Having looked at lots of ww2 photos on the internet I could not find any* closer* pic of the huts/buildings where Japanese pilots stayed.
I would be grateful if somebody helped me in that!







Cheers,
Panagiotis.


----------



## herman1rg (Jan 6, 2013)

Not sure if these are any good?

[Photo] US reconnaissance photo of a Japanese seaplane base, New Guinea, 1942-1943; note Mitsubishi F1M2 Float Planes, US code named 'Pete' | World War II Database

Axis History Forum • VCS Detachment Ringbolt


----------



## gbr-22 (Jan 6, 2013)

Many thanks mate! They look great!


----------



## Shinpachi (Jan 6, 2013)

For your reference, Panagiotis
here is a news reel dated February 16 1944 introducing Japanese navy fighters in Rabaul intercepting B-24s and P-40s.
At 3:43 you could check the barrack design.
At 7:54 you can check shiny surface finish of the A6M5.
Even considering this is a propaganda film, maintenance in the navy seems not so bad.

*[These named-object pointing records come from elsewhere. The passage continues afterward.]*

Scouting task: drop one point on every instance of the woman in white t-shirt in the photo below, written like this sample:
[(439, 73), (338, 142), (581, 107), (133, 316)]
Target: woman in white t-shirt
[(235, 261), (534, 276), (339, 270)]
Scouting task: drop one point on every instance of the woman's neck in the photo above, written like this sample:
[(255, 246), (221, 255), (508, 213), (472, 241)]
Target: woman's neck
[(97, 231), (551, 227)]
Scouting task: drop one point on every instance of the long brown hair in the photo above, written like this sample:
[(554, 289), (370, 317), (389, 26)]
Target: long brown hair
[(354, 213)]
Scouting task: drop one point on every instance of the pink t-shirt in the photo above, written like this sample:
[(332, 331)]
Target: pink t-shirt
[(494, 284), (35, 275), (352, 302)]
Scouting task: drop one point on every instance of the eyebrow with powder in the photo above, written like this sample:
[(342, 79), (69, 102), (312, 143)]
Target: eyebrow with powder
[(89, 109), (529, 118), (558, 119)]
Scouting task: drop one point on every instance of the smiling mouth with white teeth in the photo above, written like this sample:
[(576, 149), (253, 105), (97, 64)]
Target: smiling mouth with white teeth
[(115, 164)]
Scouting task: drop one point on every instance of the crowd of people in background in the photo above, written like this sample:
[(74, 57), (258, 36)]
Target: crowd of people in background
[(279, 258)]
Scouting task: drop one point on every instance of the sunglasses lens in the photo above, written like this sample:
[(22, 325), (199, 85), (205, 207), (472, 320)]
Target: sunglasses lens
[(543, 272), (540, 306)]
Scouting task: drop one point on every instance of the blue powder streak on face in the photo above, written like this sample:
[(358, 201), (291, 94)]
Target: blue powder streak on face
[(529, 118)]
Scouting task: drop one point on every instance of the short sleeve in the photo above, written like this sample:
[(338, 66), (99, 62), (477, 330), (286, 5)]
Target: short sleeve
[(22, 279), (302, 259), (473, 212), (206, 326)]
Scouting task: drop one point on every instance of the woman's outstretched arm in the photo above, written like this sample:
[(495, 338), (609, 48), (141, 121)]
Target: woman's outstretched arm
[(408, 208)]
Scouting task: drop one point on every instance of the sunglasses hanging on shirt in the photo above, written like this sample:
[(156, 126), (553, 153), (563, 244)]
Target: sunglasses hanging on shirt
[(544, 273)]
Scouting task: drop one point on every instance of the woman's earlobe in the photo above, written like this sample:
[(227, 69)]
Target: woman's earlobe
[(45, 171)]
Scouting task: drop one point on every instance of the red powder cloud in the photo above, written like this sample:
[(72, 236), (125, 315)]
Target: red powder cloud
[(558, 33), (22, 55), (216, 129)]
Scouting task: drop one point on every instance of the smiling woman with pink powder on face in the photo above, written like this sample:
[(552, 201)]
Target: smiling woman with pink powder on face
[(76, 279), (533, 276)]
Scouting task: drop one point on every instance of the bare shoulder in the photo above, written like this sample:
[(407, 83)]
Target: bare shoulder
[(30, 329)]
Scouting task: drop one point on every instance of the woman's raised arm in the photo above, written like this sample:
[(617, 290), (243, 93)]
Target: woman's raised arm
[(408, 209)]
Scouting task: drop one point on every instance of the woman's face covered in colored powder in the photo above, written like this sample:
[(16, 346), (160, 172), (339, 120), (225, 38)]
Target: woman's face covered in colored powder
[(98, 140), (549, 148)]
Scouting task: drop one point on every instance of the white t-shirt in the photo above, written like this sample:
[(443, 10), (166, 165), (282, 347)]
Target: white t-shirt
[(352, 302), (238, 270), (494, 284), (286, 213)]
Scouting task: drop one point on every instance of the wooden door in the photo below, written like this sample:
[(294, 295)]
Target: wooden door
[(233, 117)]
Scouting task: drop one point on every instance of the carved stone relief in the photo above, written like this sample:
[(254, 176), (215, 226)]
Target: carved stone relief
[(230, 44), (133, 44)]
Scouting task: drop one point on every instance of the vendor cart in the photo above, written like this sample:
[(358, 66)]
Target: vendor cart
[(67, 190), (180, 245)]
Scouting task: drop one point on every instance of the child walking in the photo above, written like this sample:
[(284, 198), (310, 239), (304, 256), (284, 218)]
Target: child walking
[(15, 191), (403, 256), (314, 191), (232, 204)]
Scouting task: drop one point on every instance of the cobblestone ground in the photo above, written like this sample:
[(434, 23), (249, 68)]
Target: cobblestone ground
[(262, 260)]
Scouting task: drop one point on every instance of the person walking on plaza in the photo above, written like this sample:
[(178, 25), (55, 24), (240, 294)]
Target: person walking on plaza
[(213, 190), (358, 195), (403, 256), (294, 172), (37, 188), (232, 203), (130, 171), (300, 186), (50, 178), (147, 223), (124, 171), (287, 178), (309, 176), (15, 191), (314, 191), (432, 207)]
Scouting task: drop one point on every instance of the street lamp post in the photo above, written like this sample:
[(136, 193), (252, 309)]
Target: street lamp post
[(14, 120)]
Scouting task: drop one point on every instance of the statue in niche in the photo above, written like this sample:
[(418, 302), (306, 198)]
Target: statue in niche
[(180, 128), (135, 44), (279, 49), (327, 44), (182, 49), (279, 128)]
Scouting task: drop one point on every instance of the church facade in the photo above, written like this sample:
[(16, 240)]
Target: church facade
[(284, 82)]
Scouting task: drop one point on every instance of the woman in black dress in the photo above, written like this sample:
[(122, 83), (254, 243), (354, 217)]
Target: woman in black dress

_View: https://www.youtube.com/watch?v=vqz1qNhcEUY_


----------



## gbr-22 (Jan 7, 2013)

Shinpachi said:


> For your reference, Panagiotis
> here is a news reel dated February 16 1944 introducing Japanese navy fighters in Rabaul intercepting B-24s and P-40s.
> At 3:43 you could check the barrack design.
> At 7:54 you can check shiny surface finish of the A6M5.
> ...



Great stuff Shinpachi! どうもありがとうございました！


----------



## ccheese (Jan 7, 2013)

It is interesting to see the "tally" on the chalk-board at 8:57. Impressive, if true.

Charles


----------



## Shinpachi (Jan 8, 2013)

You are welcome, Panagiotis.
I will be happy if it may contribute to your work.

************

That tally surprised me too, Charles.
It says all zeros returned with 69 kills.
I will have to check actual action logs at library.


----------



## Shinpachi (Jan 8, 2013)

According to wikipedia, the air battle was filmed on January 17, 1944.

So, here are actual action logs of 204ku and 253ku deployed in Rabaul during the period.
They say 79 zeros in total from the two squadrons intercepted 120 to 200 allied fighters/bombers on the day.
All returned with 70 kills for 204ku and 18 for 253ku.

War result of 204ku is almost same as the film.
According to the wiki, however, allied-side action log remarked their damage was 12.


----------